Friday, 21 October 2011

What does exponential mean? A simple explanation

A graph comparing Exponential, Linear, and Cubic growth. What does exponential mean?
The graph illustrates how exponential growth (green)
surpasses both linear (red) and cubic (blue) growth.

  Exponential growth
  Linear growth
  Cubic growth
So what does exponential mean? It's one thing to learn what it means on a technical level, it's something else to understand its significance, and the ramifications of exponential growth - especially with regard to human activity. Watch the video below:


See the complete video here:

Why Cities Grow, Corporations Die, and Life Gets Faster

The entire video is fantastic and I highly recommend watching it all, but I decided to upload this bit in particular because it's one of the simplest, shortest and best explanations of exponential growth I've ever heard. I think he's right that few people really understand what it means, which is tragic.

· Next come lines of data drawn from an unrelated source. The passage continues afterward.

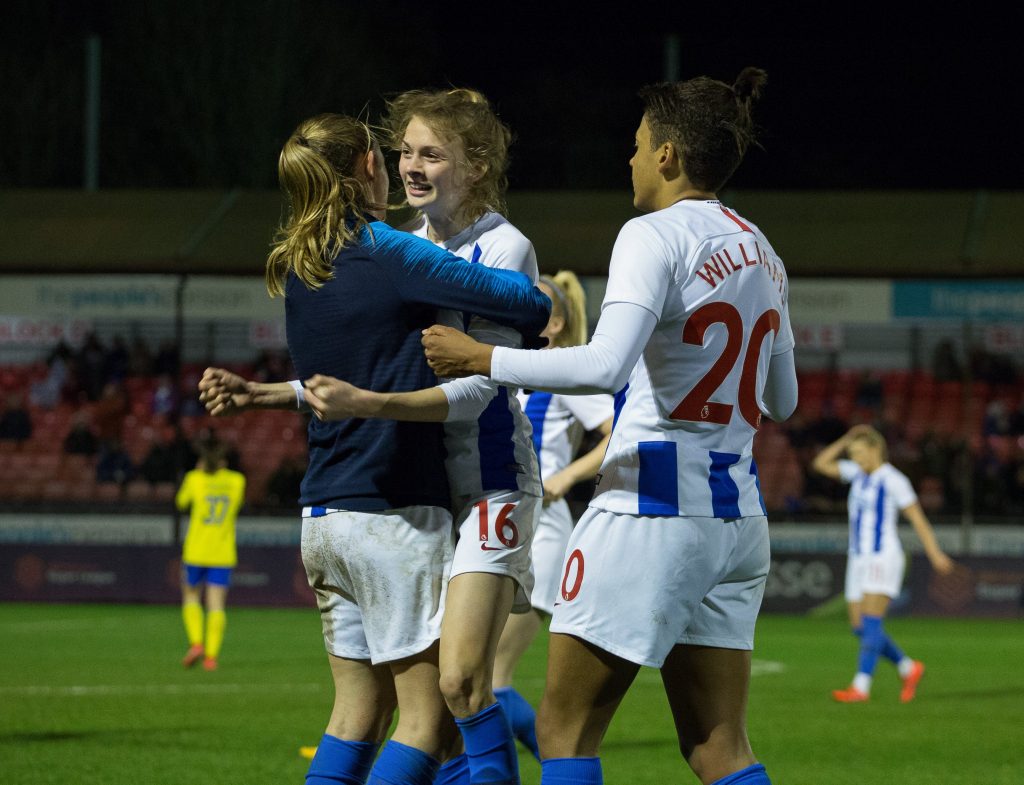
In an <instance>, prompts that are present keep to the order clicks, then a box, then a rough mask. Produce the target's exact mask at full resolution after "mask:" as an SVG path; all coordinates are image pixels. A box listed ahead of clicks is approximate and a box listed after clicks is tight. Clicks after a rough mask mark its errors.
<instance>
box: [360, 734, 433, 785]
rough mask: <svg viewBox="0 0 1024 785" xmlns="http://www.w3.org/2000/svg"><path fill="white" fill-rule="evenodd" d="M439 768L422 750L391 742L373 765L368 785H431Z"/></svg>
mask: <svg viewBox="0 0 1024 785" xmlns="http://www.w3.org/2000/svg"><path fill="white" fill-rule="evenodd" d="M439 768H440V764H439V762H438V761H437V759H436V758H434V757H431V756H430V755H428V754H427V753H426V752H424V751H423V750H422V749H417V748H416V747H410V746H408V745H407V744H401V743H399V742H397V741H394V740H391V741H389V742H388V743H387V744H385V745H384V749H382V750H381V754H380V757H378V758H377V762H376V764H374V768H373V771H371V772H370V780H369V785H432V783H433V781H434V777H435V776H436V775H437V770H438V769H439Z"/></svg>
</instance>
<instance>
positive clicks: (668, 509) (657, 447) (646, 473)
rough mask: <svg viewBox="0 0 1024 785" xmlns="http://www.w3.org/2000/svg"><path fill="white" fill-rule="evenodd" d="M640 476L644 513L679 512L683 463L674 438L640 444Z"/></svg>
mask: <svg viewBox="0 0 1024 785" xmlns="http://www.w3.org/2000/svg"><path fill="white" fill-rule="evenodd" d="M637 451H638V453H639V457H640V476H639V478H638V480H637V494H638V499H637V503H638V512H639V514H640V515H673V516H675V515H679V465H678V460H677V457H676V443H675V442H674V441H641V442H639V443H638V444H637Z"/></svg>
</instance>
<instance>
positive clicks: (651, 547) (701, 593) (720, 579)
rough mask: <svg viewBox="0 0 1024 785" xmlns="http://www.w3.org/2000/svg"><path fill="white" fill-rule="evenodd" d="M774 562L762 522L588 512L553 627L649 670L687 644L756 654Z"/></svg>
mask: <svg viewBox="0 0 1024 785" xmlns="http://www.w3.org/2000/svg"><path fill="white" fill-rule="evenodd" d="M770 562H771V556H770V553H769V546H768V519H767V518H765V517H764V516H751V517H746V518H733V519H722V518H681V517H668V516H665V517H642V516H633V515H623V514H620V513H609V512H607V511H605V510H598V509H596V508H589V509H588V510H587V512H586V514H585V515H584V516H583V518H581V519H580V522H579V523H578V524H577V527H575V529H573V531H572V535H571V536H570V537H569V542H568V546H567V547H566V552H565V559H564V562H563V568H562V579H561V583H560V585H559V597H558V600H557V602H556V603H555V611H554V615H553V617H552V620H551V631H552V633H562V634H565V635H571V636H574V637H577V638H581V639H583V640H585V641H588V642H590V643H592V644H594V645H595V646H598V647H600V648H601V649H603V650H605V651H607V652H610V653H611V654H614V655H616V656H618V657H622V658H624V659H627V660H629V661H630V662H636V663H637V664H640V665H648V666H651V667H660V666H662V665H663V664H665V659H666V657H668V655H669V653H670V652H671V651H672V649H673V648H675V647H676V646H677V645H679V644H690V645H694V646H712V647H716V648H721V649H743V650H750V649H753V648H754V626H755V623H756V621H757V617H758V611H759V610H760V608H761V599H762V597H763V596H764V588H765V580H766V578H767V576H768V568H769V565H770Z"/></svg>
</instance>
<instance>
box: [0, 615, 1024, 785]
mask: <svg viewBox="0 0 1024 785" xmlns="http://www.w3.org/2000/svg"><path fill="white" fill-rule="evenodd" d="M888 626H889V629H890V631H891V633H892V634H893V635H894V637H895V638H896V639H897V640H898V641H899V643H900V644H902V645H903V646H904V648H905V649H906V650H907V651H908V652H909V653H911V654H912V655H913V656H918V657H920V658H922V659H923V660H925V662H926V663H927V664H928V673H927V675H926V677H925V680H924V682H923V683H922V687H921V691H920V695H919V698H918V700H915V701H914V702H912V703H910V704H906V705H903V704H900V703H899V702H898V700H897V692H898V682H897V679H896V677H895V674H894V672H893V668H892V667H891V666H890V665H889V664H888V663H882V664H880V666H879V672H878V675H877V679H876V687H874V694H873V696H872V699H871V702H870V703H867V704H860V705H840V704H836V703H833V702H831V701H830V699H829V697H828V693H829V691H830V690H831V689H834V688H837V687H842V686H845V685H846V683H847V682H848V681H849V679H850V677H851V674H852V669H853V667H854V664H855V655H856V652H855V648H856V647H855V641H854V639H853V638H852V637H851V636H850V635H849V634H848V633H847V631H846V627H845V623H844V621H843V619H842V617H837V616H835V615H828V616H825V617H818V618H800V617H788V616H764V617H763V618H762V620H761V622H760V625H759V629H758V649H757V652H756V663H755V665H756V674H755V678H754V680H753V686H752V690H751V707H750V733H751V739H752V742H753V744H754V748H755V750H756V752H757V754H758V756H759V757H760V758H761V759H762V760H763V761H764V762H765V764H766V765H767V767H768V771H769V773H770V774H771V776H772V779H773V782H775V783H776V785H782V784H785V785H805V784H806V785H845V784H846V783H850V784H851V785H853V784H855V785H864V783H900V785H919V784H920V785H933V784H934V783H940V782H955V783H984V784H985V785H1020V783H1022V782H1024V742H1022V739H1024V670H1022V669H1021V667H1020V660H1021V656H1022V654H1024V647H1022V633H1021V626H1020V622H1014V621H980V620H975V621H963V620H931V619H895V620H892V621H891V622H889V624H888ZM184 648H185V647H184V641H183V633H182V630H181V628H180V614H179V611H178V609H177V608H174V607H161V606H137V605H134V606H133V605H35V604H32V605H30V604H8V605H0V782H2V783H3V784H4V785H36V783H59V784H60V785H69V784H72V785H90V784H91V783H97V785H98V784H99V783H102V785H121V784H122V783H123V784H124V785H129V783H130V784H131V785H138V784H139V783H143V784H144V785H164V784H165V783H166V784H168V785H169V784H170V783H175V784H179V783H180V784H183V785H190V784H193V783H196V784H203V785H234V784H236V783H238V785H242V784H243V783H244V784H245V785H259V784H262V783H301V782H302V777H303V773H304V772H305V768H306V762H305V761H304V760H302V759H301V758H300V757H299V756H298V747H299V746H300V745H302V744H310V743H315V741H316V739H317V738H318V737H319V735H321V733H322V731H323V726H324V723H325V722H326V719H327V716H328V712H329V710H330V705H331V698H332V695H331V687H330V674H329V671H328V667H327V661H326V657H325V655H324V652H323V647H322V642H321V638H319V630H318V621H317V618H316V614H315V612H314V611H312V610H256V609H240V608H233V609H229V612H228V626H227V635H226V640H225V645H224V651H223V653H222V657H221V667H220V669H219V670H218V671H216V672H213V673H208V672H205V671H203V670H201V669H196V670H191V671H184V670H182V668H181V667H180V665H179V664H178V661H179V658H180V656H181V655H182V653H183V652H184ZM544 650H545V647H544V645H543V642H540V643H539V644H538V645H536V646H535V647H534V649H532V650H531V651H530V652H529V654H528V655H527V657H526V658H525V660H524V662H523V663H522V664H521V666H520V670H519V674H518V677H519V686H520V690H521V692H522V693H523V694H524V695H525V696H526V697H527V698H529V699H530V700H531V701H534V702H535V703H536V701H537V699H538V698H539V697H540V693H541V690H542V688H543V674H544V656H545V655H544ZM603 762H604V771H605V781H606V782H608V783H623V784H624V785H626V784H629V785H633V784H636V785H645V784H647V783H650V784H651V785H663V783H670V782H671V783H695V782H697V780H696V778H694V777H693V776H692V774H690V773H689V771H688V770H687V769H686V768H685V765H684V764H683V762H682V761H681V759H680V757H679V755H678V752H677V751H676V742H675V734H674V732H673V729H672V725H671V719H670V717H669V713H668V709H667V704H666V701H665V698H664V696H663V693H662V687H660V681H659V680H658V678H657V674H656V673H655V672H653V671H652V670H648V669H644V670H641V672H640V675H639V677H638V679H637V682H636V684H635V685H634V687H633V689H632V691H631V693H630V695H629V696H628V697H627V699H626V701H625V702H624V704H623V707H622V709H621V710H620V713H618V715H617V716H616V718H615V722H614V723H613V724H612V727H611V729H610V731H609V733H608V736H607V739H606V741H605V746H604V754H603ZM520 764H521V769H522V780H523V783H524V785H536V783H538V782H539V780H540V768H539V766H538V764H537V762H536V761H534V759H532V758H530V757H527V756H523V757H521V759H520Z"/></svg>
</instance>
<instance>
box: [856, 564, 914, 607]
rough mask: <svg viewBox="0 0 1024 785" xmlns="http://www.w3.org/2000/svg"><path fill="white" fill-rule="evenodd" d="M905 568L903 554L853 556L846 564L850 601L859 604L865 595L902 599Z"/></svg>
mask: <svg viewBox="0 0 1024 785" xmlns="http://www.w3.org/2000/svg"><path fill="white" fill-rule="evenodd" d="M905 567H906V559H905V557H904V556H903V552H902V551H883V552H880V553H870V554H850V555H849V557H848V558H847V562H846V599H847V600H848V601H849V602H851V603H857V602H860V601H861V599H863V597H864V595H883V596H885V597H898V596H899V591H900V587H901V586H902V585H903V570H904V569H905Z"/></svg>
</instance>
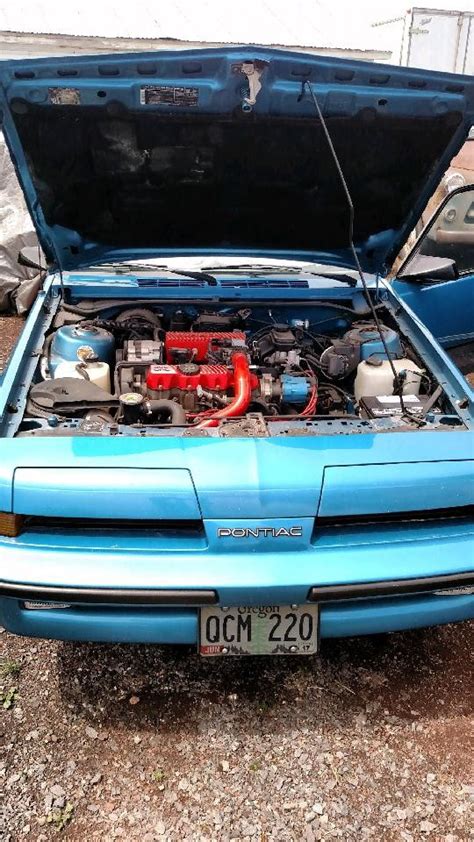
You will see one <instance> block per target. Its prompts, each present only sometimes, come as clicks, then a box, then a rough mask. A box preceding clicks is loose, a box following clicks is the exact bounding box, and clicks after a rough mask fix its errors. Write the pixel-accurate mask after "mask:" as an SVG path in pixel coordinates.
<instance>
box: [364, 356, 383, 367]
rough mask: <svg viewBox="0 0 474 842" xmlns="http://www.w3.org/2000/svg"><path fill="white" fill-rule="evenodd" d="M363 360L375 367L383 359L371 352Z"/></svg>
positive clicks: (378, 365) (381, 361)
mask: <svg viewBox="0 0 474 842" xmlns="http://www.w3.org/2000/svg"><path fill="white" fill-rule="evenodd" d="M365 362H366V363H367V365H373V366H374V367H375V368H377V367H378V366H380V365H383V360H382V359H381V357H379V356H378V354H371V356H370V357H367V359H366V361H365Z"/></svg>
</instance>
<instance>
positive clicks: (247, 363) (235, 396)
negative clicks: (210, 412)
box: [197, 351, 252, 429]
mask: <svg viewBox="0 0 474 842" xmlns="http://www.w3.org/2000/svg"><path fill="white" fill-rule="evenodd" d="M232 365H233V367H234V392H235V396H234V398H233V400H232V401H231V403H229V404H227V406H224V407H223V408H222V409H218V410H217V412H214V413H213V415H212V417H211V418H206V419H205V420H204V421H201V422H200V423H199V424H197V427H198V428H199V429H202V428H203V427H217V422H218V421H219V419H220V418H231V417H232V416H235V415H243V414H244V413H245V410H246V409H247V407H248V405H249V403H250V398H251V395H252V389H251V385H250V370H249V362H248V359H247V354H244V353H243V351H236V352H235V353H234V354H233V355H232Z"/></svg>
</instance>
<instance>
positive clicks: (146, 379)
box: [146, 334, 258, 392]
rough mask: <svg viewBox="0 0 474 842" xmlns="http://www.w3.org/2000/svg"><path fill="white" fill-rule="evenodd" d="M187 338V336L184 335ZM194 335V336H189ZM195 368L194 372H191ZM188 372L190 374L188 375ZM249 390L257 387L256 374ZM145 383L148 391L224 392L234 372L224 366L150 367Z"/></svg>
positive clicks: (185, 363) (230, 381)
mask: <svg viewBox="0 0 474 842" xmlns="http://www.w3.org/2000/svg"><path fill="white" fill-rule="evenodd" d="M186 335H188V336H189V334H186ZM191 335H193V336H194V335H195V334H191ZM194 368H197V369H198V370H197V371H196V372H193V371H192V370H193V369H194ZM190 370H191V372H192V373H190ZM250 382H251V388H252V389H256V388H257V387H258V377H257V375H256V374H251V375H250ZM146 383H147V386H148V388H149V389H150V391H152V392H160V391H170V390H171V389H182V390H185V391H195V390H196V389H197V387H198V386H201V387H202V388H203V389H210V390H212V391H219V392H226V391H227V390H228V389H230V388H232V386H233V384H234V372H233V371H232V369H231V368H227V367H226V366H225V365H201V366H194V365H193V364H192V363H191V364H188V363H185V364H184V365H152V366H150V368H149V369H148V373H147V376H146Z"/></svg>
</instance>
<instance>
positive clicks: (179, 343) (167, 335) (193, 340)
mask: <svg viewBox="0 0 474 842" xmlns="http://www.w3.org/2000/svg"><path fill="white" fill-rule="evenodd" d="M232 340H233V341H234V344H238V345H245V340H246V336H245V333H242V331H241V330H229V331H220V332H215V333H205V332H199V333H197V332H196V333H193V332H192V331H184V330H183V331H179V330H170V331H168V333H167V334H166V336H165V350H166V359H167V361H168V362H173V361H174V356H173V350H174V349H176V350H182V349H185V350H189V351H194V354H193V362H194V361H195V362H204V361H205V360H206V359H207V356H208V353H209V345H210V344H211V342H213V341H216V342H229V343H230V342H231V341H232Z"/></svg>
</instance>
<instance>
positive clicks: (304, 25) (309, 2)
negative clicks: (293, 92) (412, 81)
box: [0, 0, 474, 53]
mask: <svg viewBox="0 0 474 842" xmlns="http://www.w3.org/2000/svg"><path fill="white" fill-rule="evenodd" d="M419 5H420V6H422V5H423V4H422V3H420V4H419ZM426 5H427V6H429V7H430V8H441V9H451V10H459V9H461V10H462V11H474V0H459V2H458V0H441V2H436V0H431V2H427V4H426ZM408 8H409V4H408V3H407V2H405V3H404V2H403V0H352V2H351V1H350V0H339V2H338V1H337V0H168V2H161V0H13V2H12V0H0V30H10V31H11V30H13V31H15V30H17V31H22V32H25V31H29V32H37V33H39V32H49V33H64V34H78V35H102V36H110V37H113V36H122V37H135V38H140V37H146V38H159V37H172V38H182V39H183V40H198V41H229V42H234V43H278V44H287V45H289V46H328V47H337V46H340V47H357V48H359V49H377V48H378V49H391V50H393V51H394V53H396V52H397V51H398V50H399V45H400V41H401V36H402V26H403V25H402V22H401V21H395V22H394V23H390V24H387V25H384V26H377V27H375V28H374V27H373V26H372V24H373V23H375V22H380V21H387V20H391V19H394V18H395V19H396V18H403V16H404V14H405V12H406V10H407V9H408ZM473 49H474V45H473Z"/></svg>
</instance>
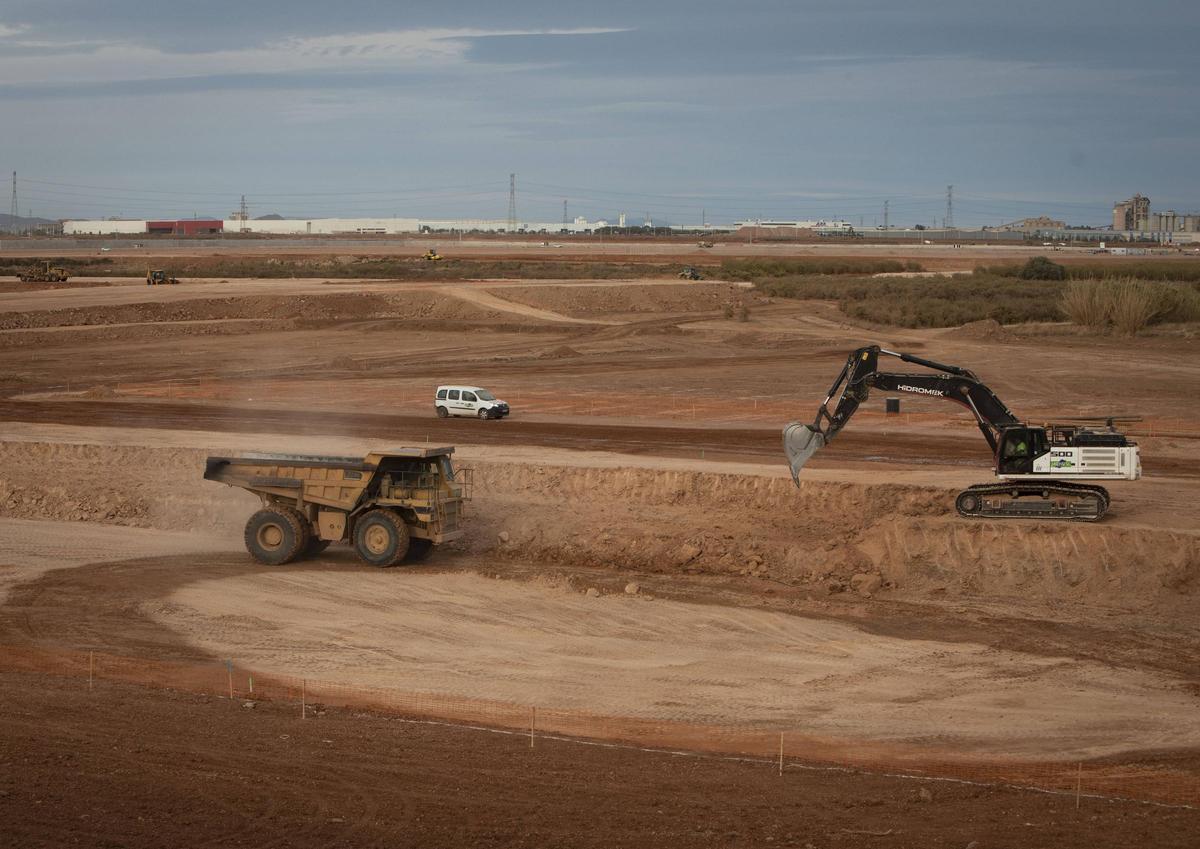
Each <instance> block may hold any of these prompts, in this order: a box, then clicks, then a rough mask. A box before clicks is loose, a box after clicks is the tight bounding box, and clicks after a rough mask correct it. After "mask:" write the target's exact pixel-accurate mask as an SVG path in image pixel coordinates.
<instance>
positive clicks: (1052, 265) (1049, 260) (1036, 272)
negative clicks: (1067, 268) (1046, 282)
mask: <svg viewBox="0 0 1200 849" xmlns="http://www.w3.org/2000/svg"><path fill="white" fill-rule="evenodd" d="M1020 278H1021V279H1022V281H1064V279H1067V269H1064V267H1063V266H1061V265H1058V264H1057V263H1051V261H1050V260H1049V259H1046V258H1045V257H1033V258H1032V259H1030V261H1028V263H1026V264H1025V265H1024V266H1021V273H1020Z"/></svg>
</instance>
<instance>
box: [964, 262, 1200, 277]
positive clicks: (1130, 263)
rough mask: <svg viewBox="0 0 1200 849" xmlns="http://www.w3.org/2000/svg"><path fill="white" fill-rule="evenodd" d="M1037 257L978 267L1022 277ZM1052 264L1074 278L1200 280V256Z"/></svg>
mask: <svg viewBox="0 0 1200 849" xmlns="http://www.w3.org/2000/svg"><path fill="white" fill-rule="evenodd" d="M1033 259H1037V260H1045V263H1050V260H1049V259H1046V258H1045V257H1034V258H1033ZM1033 259H1031V260H1030V261H1028V263H1026V264H1025V265H980V266H977V267H976V272H977V273H984V275H989V276H991V277H1020V276H1022V273H1030V271H1028V270H1030V265H1031V263H1033ZM1039 265H1040V264H1039ZM1050 265H1054V266H1056V267H1060V269H1063V270H1064V272H1066V276H1067V278H1068V279H1073V281H1079V279H1087V281H1098V279H1124V278H1127V277H1134V278H1138V279H1142V281H1163V282H1175V283H1194V282H1198V281H1200V260H1195V259H1176V260H1162V259H1159V260H1154V259H1145V260H1128V259H1118V260H1106V261H1103V263H1073V264H1070V265H1058V264H1057V263H1050ZM1043 267H1049V266H1043Z"/></svg>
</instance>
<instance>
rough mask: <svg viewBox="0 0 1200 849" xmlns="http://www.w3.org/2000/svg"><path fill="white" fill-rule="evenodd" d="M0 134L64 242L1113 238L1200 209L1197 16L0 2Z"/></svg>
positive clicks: (623, 8)
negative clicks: (462, 226) (155, 227)
mask: <svg viewBox="0 0 1200 849" xmlns="http://www.w3.org/2000/svg"><path fill="white" fill-rule="evenodd" d="M0 116H2V120H0V127H2V131H0V168H4V171H5V174H6V175H7V174H8V173H11V171H13V170H16V171H17V173H18V195H19V206H20V213H22V215H25V213H26V211H31V212H32V213H34V215H36V216H43V217H52V218H53V217H109V216H125V217H132V218H139V217H164V218H166V217H176V216H178V217H190V216H192V215H202V216H209V215H215V216H226V215H228V213H229V212H230V211H233V210H234V209H236V206H238V203H239V200H240V197H241V195H242V194H245V195H246V201H247V204H248V207H250V213H251V216H259V215H265V213H280V215H284V216H288V217H313V216H364V217H366V216H403V217H443V216H444V217H450V216H455V217H481V218H504V217H506V215H508V203H509V174H510V173H515V174H516V175H517V177H516V179H517V213H518V217H520V218H522V219H526V221H559V219H560V218H562V216H563V200H564V199H565V200H566V201H568V211H569V215H570V216H571V217H572V218H574V217H575V216H584V217H588V218H589V219H596V218H608V219H614V218H616V216H617V215H618V213H619V212H626V213H628V215H629V221H630V223H641V221H642V219H643V218H644V217H646V216H647V215H648V216H649V217H650V218H652V219H653V221H654V222H655V223H696V222H700V221H701V218H702V217H703V218H704V219H707V221H709V222H730V221H738V219H750V218H818V217H835V216H840V217H844V218H846V219H850V221H851V222H852V223H854V224H858V223H859V222H862V223H863V224H864V225H866V227H871V225H876V224H882V218H883V203H884V200H888V201H889V222H890V223H892V224H893V225H906V224H913V223H923V224H935V223H937V224H940V223H941V222H942V219H943V217H944V216H946V200H947V186H949V185H953V186H954V209H953V218H954V223H955V224H956V225H959V227H967V225H978V224H997V223H1001V222H1006V221H1013V219H1016V218H1024V217H1027V216H1038V215H1050V216H1054V217H1057V218H1063V219H1066V221H1068V223H1073V224H1090V225H1104V224H1106V223H1109V222H1110V221H1111V206H1112V203H1114V201H1116V200H1120V199H1123V198H1127V197H1129V195H1132V194H1134V193H1135V192H1140V193H1142V194H1146V195H1148V197H1150V198H1151V199H1152V203H1153V209H1154V210H1165V209H1176V210H1178V211H1181V212H1182V211H1192V210H1196V209H1200V167H1198V164H1200V2H1195V1H1194V0H1190V1H1181V0H1160V1H1159V2H1157V4H1154V5H1152V6H1138V5H1136V4H1129V2H1111V1H1110V0H1090V1H1088V0H1043V1H1042V2H1030V1H1027V0H1009V1H1008V2H976V1H974V0H907V1H906V2H896V0H889V1H876V0H844V1H841V2H830V1H829V0H823V1H822V2H809V1H808V0H742V1H740V2H728V1H726V2H720V4H715V2H704V1H696V2H678V1H677V0H661V1H650V0H642V1H641V2H629V1H626V0H604V2H595V1H593V2H587V4H580V2H572V1H570V0H559V1H558V2H546V1H544V0H522V2H520V4H504V2H496V1H494V0H493V1H492V2H475V1H470V2H455V1H452V0H446V1H443V2H437V4H430V2H422V4H415V2H402V1H396V0H391V1H389V0H337V2H320V4H317V2H308V1H307V0H290V1H281V0H239V1H238V2H229V1H227V0H206V1H205V2H192V4H146V2H145V0H137V1H131V0H103V1H102V2H100V1H97V0H36V1H26V0H0ZM7 209H8V207H7V205H5V206H4V211H7Z"/></svg>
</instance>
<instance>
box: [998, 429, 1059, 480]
mask: <svg viewBox="0 0 1200 849" xmlns="http://www.w3.org/2000/svg"><path fill="white" fill-rule="evenodd" d="M1049 450H1050V445H1049V444H1048V442H1046V432H1045V428H1040V427H1025V426H1021V427H1009V428H1004V430H1003V432H1002V433H1001V436H1000V447H998V450H997V452H996V470H997V471H998V472H1000V474H1001V475H1031V474H1033V460H1036V459H1037V458H1038V457H1040V456H1042V454H1044V453H1045V452H1046V451H1049Z"/></svg>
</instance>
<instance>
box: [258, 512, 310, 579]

Here's the video description:
Scaling up always creates new problems. Cities can innovate faster than the problems indefinitely, while corporations cannot. Every week a million people are being urbanised all around the world. It's the problem and also the solution. Creativity and wealth comes via cities.
These revolutionary findings come from Geoffrey West's examination of vast quantities of data on the metabolic/economic behavior of organisms and organizations. A theoretical physicist, West was president of Santa Fe Institute from 2005 to 2009 and founded the high energy physics group at Los Alamos National Laboratory.
Is there a grand unifying theory of sustainability that can be applied to our cities? Are we sustainable? Are their measurable predictive laws of life? West and his team have tried to find the science of cities. Our future may depend on it. 
He's speaking to the Long Now Foundation, then is interviewed by its founder Stewart Brand. 
Geoffrey West is a physicist. He was born in a rural town in western England in 1940 and moved to London when he was 13. He received a bachelor's degree in physics from Cambridge and pursued graduate studies in California at Stanford. West eventually became a Stanford faculty member before he joined the particle theory group at New Mexico's Los Alamos National Laboratory. After Los Alamos, he became president of the Santa Fe Institute, where he works on biological issues around power laws in biology, or allometric law. He has since been honored as one of Time magazine's "Time 100" most influential people. 
Stewart Brand is an American writer, best known as editor of the "Whole Earth Catalogue". He founded a number of organizations including The WELL, the Global Business Network, and the Long Now Foundation. He is the author of several books, most recently "Whole Earth Discipline: An Eco-Pragmatist Manifesto".